Prochlorperazine (Compazine) and SIADH
Yes, Compazine (prochlorperazine) can cause Syndrome of Inappropriate Antidiuretic Hormone Secretion (SIADH). Antipsychotics, including prochlorperazine, are among the medications documented to cause SIADH according to clinical practice guidelines 1.
Mechanism and Risk Factors
Prochlorperazine, like other antipsychotics, can lead to SIADH through:
- Increased release of antidiuretic hormone (ADH) from the posterior pituitary
- Altered sensitivity of hypothalamic osmoreceptors to serum osmolality
- Enhanced renal tubular sensitivity to circulating ADH
Risk factors that increase the likelihood of developing SIADH with prochlorperazine include:
- Advanced age 2
- Concomitant use of other medications that can cause SIADH
- Excessive fluid intake
- Underlying conditions that limit free water excretion
Clinical Presentation
The severity of SIADH symptoms depends on the degree of hyponatremia and how rapidly it develops:
- Mild hyponatremia (126-135 mEq/L): Often asymptomatic or subtle symptoms including nausea, muscle cramps, headache 1
- Moderate hyponatremia (120-125 mEq/L): Weakness, gait instability, headache, dizziness, nausea, vomiting 1
- Severe hyponatremia (<120 mEq/L): Confusion, delirium, lethargy, seizures, coma, and potentially death if untreated 1
Diagnostic Criteria for SIADH
When suspecting prochlorperazine-induced SIADH, look for:
- Hyponatremia (serum sodium <134 mEq/L)
- Hypoosmolality (plasma osmolality <275 mOsm/kg)

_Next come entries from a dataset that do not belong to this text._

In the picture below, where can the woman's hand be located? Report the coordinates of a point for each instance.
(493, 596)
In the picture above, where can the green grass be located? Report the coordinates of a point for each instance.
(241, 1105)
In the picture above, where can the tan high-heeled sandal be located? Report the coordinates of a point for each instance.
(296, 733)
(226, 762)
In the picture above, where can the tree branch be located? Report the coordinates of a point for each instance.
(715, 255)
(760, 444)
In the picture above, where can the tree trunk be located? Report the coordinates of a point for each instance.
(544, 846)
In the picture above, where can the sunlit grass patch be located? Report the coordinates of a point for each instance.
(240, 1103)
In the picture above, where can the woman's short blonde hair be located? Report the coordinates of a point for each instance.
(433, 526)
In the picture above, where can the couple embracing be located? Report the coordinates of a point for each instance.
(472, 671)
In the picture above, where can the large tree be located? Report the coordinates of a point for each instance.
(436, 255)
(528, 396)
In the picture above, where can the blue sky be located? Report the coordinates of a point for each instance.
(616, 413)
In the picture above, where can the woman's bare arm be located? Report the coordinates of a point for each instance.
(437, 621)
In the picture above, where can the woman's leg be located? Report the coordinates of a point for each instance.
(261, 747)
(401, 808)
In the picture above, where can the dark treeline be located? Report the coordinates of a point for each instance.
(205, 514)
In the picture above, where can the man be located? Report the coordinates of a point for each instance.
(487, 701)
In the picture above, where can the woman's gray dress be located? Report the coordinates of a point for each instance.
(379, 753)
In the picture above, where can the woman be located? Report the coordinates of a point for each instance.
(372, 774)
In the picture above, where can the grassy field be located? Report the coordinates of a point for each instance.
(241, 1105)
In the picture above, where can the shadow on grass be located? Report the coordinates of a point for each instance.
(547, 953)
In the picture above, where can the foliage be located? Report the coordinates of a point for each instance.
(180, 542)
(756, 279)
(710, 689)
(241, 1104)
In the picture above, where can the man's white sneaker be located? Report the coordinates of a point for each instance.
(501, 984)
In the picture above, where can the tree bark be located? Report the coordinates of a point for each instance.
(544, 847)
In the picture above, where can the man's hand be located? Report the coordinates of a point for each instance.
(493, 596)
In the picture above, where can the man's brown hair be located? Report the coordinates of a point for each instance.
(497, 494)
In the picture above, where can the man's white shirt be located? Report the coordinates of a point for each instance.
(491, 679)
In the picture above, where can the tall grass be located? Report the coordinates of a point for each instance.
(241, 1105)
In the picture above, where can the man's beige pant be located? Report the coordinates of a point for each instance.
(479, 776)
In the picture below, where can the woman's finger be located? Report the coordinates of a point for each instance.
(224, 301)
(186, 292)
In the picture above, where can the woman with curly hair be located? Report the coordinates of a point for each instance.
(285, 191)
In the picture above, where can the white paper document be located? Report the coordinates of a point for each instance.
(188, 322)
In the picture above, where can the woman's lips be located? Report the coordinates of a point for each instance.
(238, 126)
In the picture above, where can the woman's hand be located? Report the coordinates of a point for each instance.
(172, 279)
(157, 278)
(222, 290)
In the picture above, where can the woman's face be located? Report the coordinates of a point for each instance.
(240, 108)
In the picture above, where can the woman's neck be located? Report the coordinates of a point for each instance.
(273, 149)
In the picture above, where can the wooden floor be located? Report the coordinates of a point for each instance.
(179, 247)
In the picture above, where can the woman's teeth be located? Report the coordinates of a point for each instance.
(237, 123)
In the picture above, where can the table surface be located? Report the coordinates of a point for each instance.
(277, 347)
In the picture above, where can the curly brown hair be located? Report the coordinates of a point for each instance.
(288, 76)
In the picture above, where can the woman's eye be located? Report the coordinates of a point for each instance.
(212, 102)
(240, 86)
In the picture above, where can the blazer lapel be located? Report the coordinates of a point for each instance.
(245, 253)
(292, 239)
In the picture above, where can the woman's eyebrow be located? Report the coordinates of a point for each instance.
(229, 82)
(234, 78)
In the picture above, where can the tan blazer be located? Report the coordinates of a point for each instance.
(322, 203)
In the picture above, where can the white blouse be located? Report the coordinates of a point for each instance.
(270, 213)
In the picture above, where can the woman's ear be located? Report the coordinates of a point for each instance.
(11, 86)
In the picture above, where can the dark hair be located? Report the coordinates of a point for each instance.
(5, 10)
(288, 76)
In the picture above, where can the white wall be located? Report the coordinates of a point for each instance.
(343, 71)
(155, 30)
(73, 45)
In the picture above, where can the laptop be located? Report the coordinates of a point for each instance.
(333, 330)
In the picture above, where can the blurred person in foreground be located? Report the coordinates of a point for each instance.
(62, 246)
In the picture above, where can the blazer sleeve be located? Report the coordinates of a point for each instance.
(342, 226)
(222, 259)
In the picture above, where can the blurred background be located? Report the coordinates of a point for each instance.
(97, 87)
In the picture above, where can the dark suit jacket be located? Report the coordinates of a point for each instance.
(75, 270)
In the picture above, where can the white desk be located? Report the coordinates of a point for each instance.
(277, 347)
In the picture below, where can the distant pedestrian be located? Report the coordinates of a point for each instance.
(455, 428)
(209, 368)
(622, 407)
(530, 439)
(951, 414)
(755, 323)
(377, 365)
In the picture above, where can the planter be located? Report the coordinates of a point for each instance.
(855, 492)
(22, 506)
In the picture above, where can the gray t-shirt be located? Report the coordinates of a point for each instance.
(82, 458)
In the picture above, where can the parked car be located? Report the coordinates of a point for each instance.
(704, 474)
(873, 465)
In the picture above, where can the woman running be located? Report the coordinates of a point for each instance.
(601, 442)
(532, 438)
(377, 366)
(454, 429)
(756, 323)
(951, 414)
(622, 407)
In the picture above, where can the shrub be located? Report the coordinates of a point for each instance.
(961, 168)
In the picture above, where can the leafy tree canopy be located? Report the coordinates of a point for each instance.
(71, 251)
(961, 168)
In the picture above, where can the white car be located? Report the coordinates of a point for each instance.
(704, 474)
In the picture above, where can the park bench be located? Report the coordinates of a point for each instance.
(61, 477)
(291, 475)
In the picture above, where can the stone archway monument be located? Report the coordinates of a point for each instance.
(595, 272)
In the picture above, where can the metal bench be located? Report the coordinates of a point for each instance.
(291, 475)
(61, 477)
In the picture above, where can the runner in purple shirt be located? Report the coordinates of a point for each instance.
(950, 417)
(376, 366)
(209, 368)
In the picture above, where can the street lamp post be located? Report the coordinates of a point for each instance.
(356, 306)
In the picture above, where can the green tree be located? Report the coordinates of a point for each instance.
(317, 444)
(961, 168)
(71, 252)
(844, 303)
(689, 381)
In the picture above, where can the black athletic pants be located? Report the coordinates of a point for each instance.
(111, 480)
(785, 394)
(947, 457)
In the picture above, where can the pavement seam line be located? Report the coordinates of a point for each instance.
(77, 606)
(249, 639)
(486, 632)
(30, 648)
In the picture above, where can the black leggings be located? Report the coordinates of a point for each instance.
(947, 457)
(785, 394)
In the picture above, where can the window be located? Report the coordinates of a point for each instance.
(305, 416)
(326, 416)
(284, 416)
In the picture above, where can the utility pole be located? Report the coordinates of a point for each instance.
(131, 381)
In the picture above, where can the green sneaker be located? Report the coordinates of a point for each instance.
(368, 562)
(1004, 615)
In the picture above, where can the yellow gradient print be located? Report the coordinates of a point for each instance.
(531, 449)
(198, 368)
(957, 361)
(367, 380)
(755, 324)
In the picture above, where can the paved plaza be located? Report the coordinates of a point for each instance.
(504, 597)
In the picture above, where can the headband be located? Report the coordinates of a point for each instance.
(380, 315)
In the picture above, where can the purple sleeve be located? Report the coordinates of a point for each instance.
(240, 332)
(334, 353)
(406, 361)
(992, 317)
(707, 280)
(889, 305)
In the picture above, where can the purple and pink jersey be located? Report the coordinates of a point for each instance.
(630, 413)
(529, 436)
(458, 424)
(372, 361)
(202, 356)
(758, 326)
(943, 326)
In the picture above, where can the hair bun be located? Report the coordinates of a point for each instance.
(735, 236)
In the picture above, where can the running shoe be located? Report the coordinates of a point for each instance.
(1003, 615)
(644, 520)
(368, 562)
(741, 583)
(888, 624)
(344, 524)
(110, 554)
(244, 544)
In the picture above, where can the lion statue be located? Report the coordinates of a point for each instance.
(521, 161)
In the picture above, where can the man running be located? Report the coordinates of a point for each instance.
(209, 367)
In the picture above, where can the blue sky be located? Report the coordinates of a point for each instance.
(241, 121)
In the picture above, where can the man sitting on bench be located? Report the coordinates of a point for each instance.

- Inappropriately high urine osmolality (>500 mOsm/kg) relative to serum osmolality
- Inappropriately high urinary sodium concentration (>20 mEq/L)
- Clinical euvolemia and normal renal, adrenal, and thyroid function 1
Management of Prochlorperazine-Induced SIADH
The management approach should follow these steps:
- Discontinue prochlorperazine if clinically appropriate 1
- Implement fluid restriction (1,000-1,500 mL/day) 1
- Ensure adequate oral salt intake 1
- Monitor serum sodium levels closely 1
For symptomatic or severe hyponatremia:
- Administer hypertonic saline (3% sodium chloride) with close monitoring
- Consider intravenous furosemide to enhance free water excretion 3
- Ensure correction rate does not exceed 8-10 mmol/L per day to avoid osmotic demyelination syndrome 1
Important Considerations
- Drug-induced SIADH usually resolves following discontinuation of the offending agent 2
- Patients with malnutrition, alcoholism, or advanced liver disease may require slower rates of sodium correction 1
- Consider alternative antiemetics that have lower risk of causing SIADH if antiemetic therapy is still needed
Monitoring and Follow-up
- Regular monitoring of serum sodium levels until normalization
- Careful attention to the rate and extent of correction of hyponatremia 2
- Consider water loading test after resolution to confirm the causative role of prochlorperazine 4
While SIADH is a well-documented adverse effect of various psychotropic medications, including antipsychotics like prochlorperazine 2, 4, prompt recognition and appropriate management typically lead to complete resolution of the condition.